Introducing Makhan Singh's story in Kenya's narrative

A random was in a random corner

Celebrating the use of gourds (calabashes) in ancient Kenya

Artwork at the entrance of the museum
 The rest of the day was spent in and about Nairobi. While driving to Parklands (an Indian area where black Kenyans come in and out for work because the area is exclusionary against them living in the area) I noticed the words Pamoja tswasonga mbele celebrating Kenya's 50 years of independence. My friend offered the translation "together moving forward" with a tinge of scepticism, "a nice sentiment" she said as though she doubts it has any bearing on the life experience of what it means being in Kenya. It seems ironic that the 50 year celebration would fall in the same year that "the son of the nation" is the president of Kenya as his father was 50 years ago. It's also the year that the cloud of the Hague hearings hanging above his head at  a time when Kenya is hoping to move on from the violent past that plagues the consciousness of the country. 
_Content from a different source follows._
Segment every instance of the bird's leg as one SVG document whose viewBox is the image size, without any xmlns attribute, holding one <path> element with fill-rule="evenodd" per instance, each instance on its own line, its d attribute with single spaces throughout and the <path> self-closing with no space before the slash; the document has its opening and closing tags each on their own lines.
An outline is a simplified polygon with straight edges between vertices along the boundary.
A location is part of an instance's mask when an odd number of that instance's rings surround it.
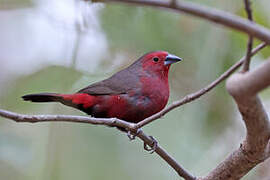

My day ended with a catch up dinner with a friend (at an Ethiopian restaurant where the lights went out twice while we were waiting for our meal) who is a journalist in Kenya after her studies in South Africa. She had many interesting stories to share about the anxieties of telling Africa's stories...a conversation for another day I think. The conversation began talking about her experience of being back in Kenya, my experience of Cape Town, our frustrations about the state of Africa with South Sudan, CAR, Egypt facing many conflicts. 

There are many stories that are yet to be told about Kenya and the continent as a whole. Stories that cannot be contained in a museum.